Talking to a friend and checking in on each other can cheer you up and put you in a better mood. You can phone them either after dinner is over or you can call them when you step out to take a walk, but it’s a surefire way to cheer yourself up in the face of all the awkwardness and weird questions. 

Instead of taking any of the ignorant statements and intrusive questions to heart, poke fun at them with your friends and give them some support too – they’re probably going through the same thing at home!

Emergency Plan 

Sometimes family altercations and arguments can take a bitter or alarming turn. It would be fooling yourself to think that you’re completely safe in the presence of less than accepting people. Not only this, but you might just need to walk away from a situation after a particularly intense argument for your own mental health. 

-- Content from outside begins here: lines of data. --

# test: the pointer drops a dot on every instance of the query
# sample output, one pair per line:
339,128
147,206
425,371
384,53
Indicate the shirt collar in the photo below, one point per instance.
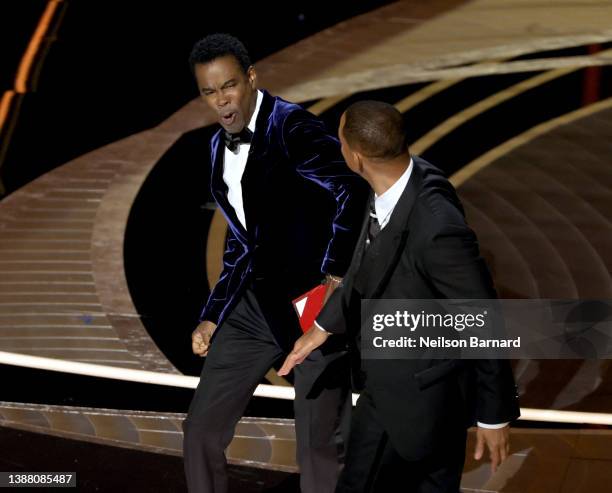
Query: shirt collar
385,203
253,121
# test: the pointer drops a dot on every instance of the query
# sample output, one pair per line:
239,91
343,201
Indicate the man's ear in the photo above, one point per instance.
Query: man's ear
252,76
358,161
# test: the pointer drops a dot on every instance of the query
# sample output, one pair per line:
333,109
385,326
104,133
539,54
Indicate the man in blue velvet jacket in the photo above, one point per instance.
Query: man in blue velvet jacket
293,209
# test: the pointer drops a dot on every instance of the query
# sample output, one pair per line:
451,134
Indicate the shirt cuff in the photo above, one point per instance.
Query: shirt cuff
492,426
320,328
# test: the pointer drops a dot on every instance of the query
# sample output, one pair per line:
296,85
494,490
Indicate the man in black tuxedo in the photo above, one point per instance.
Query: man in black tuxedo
293,210
409,426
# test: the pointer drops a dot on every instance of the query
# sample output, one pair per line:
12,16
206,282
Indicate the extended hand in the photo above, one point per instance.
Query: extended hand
305,345
200,338
498,443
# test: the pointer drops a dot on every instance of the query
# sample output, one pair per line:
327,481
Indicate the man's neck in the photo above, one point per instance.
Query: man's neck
385,174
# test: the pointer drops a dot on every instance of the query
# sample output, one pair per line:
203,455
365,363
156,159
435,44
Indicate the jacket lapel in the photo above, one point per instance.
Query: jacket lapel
257,166
219,188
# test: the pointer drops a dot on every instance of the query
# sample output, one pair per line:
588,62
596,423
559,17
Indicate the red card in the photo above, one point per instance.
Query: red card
309,305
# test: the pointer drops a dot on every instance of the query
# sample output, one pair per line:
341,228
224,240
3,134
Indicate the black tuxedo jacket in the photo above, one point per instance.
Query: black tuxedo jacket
303,209
426,251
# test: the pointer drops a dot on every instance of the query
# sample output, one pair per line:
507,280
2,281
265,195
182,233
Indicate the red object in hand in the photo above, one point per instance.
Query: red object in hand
309,305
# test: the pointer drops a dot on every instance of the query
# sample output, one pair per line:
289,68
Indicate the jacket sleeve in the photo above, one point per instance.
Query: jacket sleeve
234,253
453,264
317,157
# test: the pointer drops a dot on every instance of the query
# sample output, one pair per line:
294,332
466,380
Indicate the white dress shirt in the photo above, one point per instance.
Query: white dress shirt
384,205
234,165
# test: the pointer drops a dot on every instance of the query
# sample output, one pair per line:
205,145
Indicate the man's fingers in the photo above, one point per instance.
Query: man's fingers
291,361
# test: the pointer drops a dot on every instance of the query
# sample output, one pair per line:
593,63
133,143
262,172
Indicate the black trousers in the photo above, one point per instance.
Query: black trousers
373,465
241,353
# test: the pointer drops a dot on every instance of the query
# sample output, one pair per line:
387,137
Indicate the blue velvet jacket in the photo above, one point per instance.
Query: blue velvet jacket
303,208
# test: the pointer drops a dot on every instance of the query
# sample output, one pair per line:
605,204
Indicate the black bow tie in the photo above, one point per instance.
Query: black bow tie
232,141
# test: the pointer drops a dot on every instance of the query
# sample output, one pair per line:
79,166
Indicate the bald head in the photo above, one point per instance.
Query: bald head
375,129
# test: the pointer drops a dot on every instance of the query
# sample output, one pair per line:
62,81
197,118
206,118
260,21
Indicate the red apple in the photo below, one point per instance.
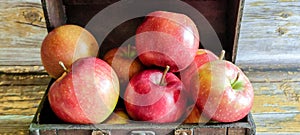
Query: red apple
125,62
196,116
203,56
147,99
66,43
225,92
167,38
87,94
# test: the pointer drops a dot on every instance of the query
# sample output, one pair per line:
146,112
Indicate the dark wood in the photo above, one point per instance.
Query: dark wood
222,15
210,131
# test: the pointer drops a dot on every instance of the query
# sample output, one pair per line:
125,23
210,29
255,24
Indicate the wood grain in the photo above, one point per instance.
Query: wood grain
22,27
270,32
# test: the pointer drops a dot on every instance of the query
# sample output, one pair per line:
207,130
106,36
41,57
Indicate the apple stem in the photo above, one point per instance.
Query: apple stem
162,80
221,57
63,66
236,79
128,50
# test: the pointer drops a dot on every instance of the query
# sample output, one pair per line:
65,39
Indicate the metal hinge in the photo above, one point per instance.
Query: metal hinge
141,132
100,132
183,132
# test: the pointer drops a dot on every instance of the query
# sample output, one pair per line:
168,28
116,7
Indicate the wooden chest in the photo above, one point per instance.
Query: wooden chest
223,15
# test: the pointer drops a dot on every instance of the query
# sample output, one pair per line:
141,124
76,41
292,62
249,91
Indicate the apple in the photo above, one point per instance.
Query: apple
167,38
66,43
203,56
87,94
195,116
154,96
225,93
119,116
125,62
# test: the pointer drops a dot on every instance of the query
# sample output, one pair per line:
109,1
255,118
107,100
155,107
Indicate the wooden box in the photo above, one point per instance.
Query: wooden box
223,15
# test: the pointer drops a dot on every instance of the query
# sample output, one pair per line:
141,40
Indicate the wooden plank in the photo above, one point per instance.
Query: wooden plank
14,124
270,32
22,29
20,100
271,73
277,122
24,79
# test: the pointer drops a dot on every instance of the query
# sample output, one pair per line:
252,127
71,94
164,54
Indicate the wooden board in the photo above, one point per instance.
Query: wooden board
270,32
22,29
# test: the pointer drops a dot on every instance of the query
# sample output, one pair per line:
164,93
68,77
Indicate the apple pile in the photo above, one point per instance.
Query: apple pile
164,77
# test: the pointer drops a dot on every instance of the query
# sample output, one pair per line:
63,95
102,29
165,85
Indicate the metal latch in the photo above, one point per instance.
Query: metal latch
141,132
183,132
100,132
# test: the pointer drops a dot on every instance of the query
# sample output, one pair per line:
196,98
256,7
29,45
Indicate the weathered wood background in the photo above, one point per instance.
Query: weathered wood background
268,52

Whatever happens, you need to be prepared for it so you don’t end up stranded or stuck during the holidays. Know where you would go in case you can’t stay at home, pack light, and know where to call for help in case you need it. This can either be a friend who is close by or government helplines that can offer support. 

Celebrate with your Chosen Family 

While it’s true that the holidays are a time for family, family can mean much more than your blood relatives. Don’t put yourself in unsafe and uncomfortable situations just because you feel like you have to. If there’s no one in your family you want to see, or if you’re not welcome there as you are, you can opt-out of the gathering and spend it with your chosen family instead. 

In fact, there isn’t even anything wrong with spending the holidays alone watching something and enjoying your favorite food. 

Be Extra and Let Your True Self Shine 

It undoubtedly took you a very long time to figure out who you are – don’t let that go to make other people feel comfortable, and don’t stop being yourself. Sometimes, it can be a very good litmus test for who deserves to be in your life and truly loves you for who you are, and who would rather see you shrink yourself to fit their idea of you, even at the expense of your happiness and mental health. 

Book Yourself a Spa Day! 

After all is said and done, you might want to treat yourself to a spa day to relax. The holiday season was stressful and you still made it out in one piece – that in itself is cause for celebration, and what better way to celebrate than to treat yourself to a luxurious spa day?